Officials are looking for more videos of the deadly plane crash that happened last Friday. The video sent in by Miami truck driver Alfonso Del Nodal shows the moment the plane falls from the sky onto a busy I-75.

All of it could be key to figuring out what caused it.

The video is exactly what National Transportation Safety Board investigators say they need to piece together what happened.

They made the call to witnesses to share any and all video, and this dashcam video shows those final moments in the sky.

It’s one missing piece to the puzzle.

Watch the full video below. Warning: it may be disturbing to some viewers.

“I saw that plane in my driver’s side mirror not even five seconds, I’d say like three seconds, 1-2-3, it go down, fast crash, very, very fast,” Del Nodal said.

Del Nodal’s dashcam video shows the plane crash from start to finish.

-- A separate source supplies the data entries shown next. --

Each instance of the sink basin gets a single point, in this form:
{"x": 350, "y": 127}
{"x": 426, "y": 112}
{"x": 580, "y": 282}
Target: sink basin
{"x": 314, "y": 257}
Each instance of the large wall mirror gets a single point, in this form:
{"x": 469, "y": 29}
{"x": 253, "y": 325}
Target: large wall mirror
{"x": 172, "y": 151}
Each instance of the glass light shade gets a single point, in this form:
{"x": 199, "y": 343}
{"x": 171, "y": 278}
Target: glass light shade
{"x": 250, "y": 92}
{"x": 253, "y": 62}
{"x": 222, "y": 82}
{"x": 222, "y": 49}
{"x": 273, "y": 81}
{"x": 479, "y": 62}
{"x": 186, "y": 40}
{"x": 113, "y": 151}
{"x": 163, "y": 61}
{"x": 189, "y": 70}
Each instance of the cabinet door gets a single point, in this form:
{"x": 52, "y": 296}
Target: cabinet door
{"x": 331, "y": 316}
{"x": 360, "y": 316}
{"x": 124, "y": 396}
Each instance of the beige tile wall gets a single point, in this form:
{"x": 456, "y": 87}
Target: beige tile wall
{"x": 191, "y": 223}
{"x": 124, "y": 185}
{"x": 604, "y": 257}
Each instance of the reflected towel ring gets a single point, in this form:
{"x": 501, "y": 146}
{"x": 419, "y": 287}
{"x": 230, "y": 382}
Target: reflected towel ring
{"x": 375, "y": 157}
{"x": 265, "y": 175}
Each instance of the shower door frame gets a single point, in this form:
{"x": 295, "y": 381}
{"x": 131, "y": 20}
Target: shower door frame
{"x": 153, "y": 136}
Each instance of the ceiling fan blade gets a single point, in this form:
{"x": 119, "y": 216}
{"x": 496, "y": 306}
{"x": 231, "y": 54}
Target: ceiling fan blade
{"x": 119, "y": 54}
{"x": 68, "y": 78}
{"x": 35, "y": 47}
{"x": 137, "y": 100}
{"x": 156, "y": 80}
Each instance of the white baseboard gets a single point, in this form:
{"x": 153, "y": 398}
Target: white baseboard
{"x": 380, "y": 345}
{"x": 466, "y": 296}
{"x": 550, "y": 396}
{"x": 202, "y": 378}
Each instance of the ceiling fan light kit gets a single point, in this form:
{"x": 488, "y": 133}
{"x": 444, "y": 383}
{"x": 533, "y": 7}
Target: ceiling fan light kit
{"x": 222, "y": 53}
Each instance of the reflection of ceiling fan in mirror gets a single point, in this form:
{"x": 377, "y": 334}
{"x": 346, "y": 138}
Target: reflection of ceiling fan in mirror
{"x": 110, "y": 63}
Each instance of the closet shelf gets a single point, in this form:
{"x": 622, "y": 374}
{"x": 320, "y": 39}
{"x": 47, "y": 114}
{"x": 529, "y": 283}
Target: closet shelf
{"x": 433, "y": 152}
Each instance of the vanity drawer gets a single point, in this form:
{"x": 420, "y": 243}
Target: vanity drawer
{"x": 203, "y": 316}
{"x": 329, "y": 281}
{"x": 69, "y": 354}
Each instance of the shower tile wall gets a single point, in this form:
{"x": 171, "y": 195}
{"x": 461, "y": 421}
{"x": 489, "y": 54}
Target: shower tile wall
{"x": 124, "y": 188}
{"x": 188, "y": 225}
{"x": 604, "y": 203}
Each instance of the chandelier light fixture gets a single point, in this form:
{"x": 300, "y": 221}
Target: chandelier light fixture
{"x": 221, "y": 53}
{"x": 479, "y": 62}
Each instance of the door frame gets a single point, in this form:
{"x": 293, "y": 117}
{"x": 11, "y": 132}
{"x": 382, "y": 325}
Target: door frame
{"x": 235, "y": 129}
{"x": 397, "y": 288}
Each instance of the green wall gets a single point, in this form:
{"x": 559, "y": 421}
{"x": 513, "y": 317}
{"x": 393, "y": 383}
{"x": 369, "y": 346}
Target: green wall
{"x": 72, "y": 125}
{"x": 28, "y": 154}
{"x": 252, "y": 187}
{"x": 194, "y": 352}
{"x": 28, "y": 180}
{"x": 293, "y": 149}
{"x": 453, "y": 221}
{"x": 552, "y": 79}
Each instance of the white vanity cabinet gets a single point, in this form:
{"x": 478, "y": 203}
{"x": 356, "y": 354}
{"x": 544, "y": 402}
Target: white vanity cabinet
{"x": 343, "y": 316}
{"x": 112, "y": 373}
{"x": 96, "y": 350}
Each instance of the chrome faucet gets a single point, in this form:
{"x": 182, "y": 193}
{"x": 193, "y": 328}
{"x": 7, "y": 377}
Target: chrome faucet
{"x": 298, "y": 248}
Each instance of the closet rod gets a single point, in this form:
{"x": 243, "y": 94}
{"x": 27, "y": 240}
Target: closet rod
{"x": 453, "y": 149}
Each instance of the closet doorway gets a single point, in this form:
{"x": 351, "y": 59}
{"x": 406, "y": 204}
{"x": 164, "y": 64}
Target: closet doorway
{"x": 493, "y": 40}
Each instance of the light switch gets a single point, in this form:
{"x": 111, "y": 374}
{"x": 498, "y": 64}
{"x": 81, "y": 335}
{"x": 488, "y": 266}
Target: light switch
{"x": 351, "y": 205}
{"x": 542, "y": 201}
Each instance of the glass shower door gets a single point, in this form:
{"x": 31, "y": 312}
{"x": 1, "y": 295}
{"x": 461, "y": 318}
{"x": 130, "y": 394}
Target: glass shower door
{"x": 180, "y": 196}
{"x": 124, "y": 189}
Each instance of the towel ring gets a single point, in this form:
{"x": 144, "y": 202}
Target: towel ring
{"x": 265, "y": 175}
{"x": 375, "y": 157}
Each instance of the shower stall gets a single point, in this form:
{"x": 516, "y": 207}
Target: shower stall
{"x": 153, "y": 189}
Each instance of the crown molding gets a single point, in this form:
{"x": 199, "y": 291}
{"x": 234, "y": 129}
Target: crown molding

WINK got Del Nodal on Facetime and asked if anything stood out with a second watch.

“Oh, yeah, more low,” he said.

The video doesn’t even come close to what Del Nodal saw in person. The plane felt and looked much lower when it zipped by his 18-wheeler.

“He tried for landing in the right line, but he hit one pickup truck, and then what I see is that loss of control on the way to the ground between the shoulder and the grass and the right side, and he hit the wall,” he said.

Investigators have eyewitness statements, air traffic control radio chatter, and the fuselage, but the NTSB, the group responsible for investigating, called for witnesses to share any and all video they have.

Del Nodal has no idea his camera for safety may be a key to the investigation.

“I have my dash camera for security for any accident,” he said.

There are videos from the moments after the crash, some from the sky, but this gives a close-up view from the ground from beginning to end.

Investigators can create a timeline of when the plane crashed, when the fire started, and when the two explosions that witnesses talk about happened.

“They tried to look for any survivors, but the second explosion was coming up. Boom, boom, and we can’t get even close. Even when I passed that plane, I felt the heat inside my truck,” Del Nodal said.

Investigators are now focused on the plane’s wreckage in Jacksonville, and the cockpit voicer recorder and the flight data recorder have been sent to NTSB’s headquarters in Washington.

NTSB is not sharing much now, but we can expect a preliminary report within 30 days.

WINK asked Robert Sumwalt, a pilot and former NTSB chair and director of the Boeing Center for Aviation and Aerospace Safety, to look at the video.

“I think the videos certainly show how the airplane did sort of slot into that into that noise of a wall, and I think pilots were trying to straighten it out to align with the lanes of I-75. Unfortunately, the airplane had enough inertia that it was moving sort of sideways there and skidded into the wall, and that’s where things really literally started coming apart,” he said.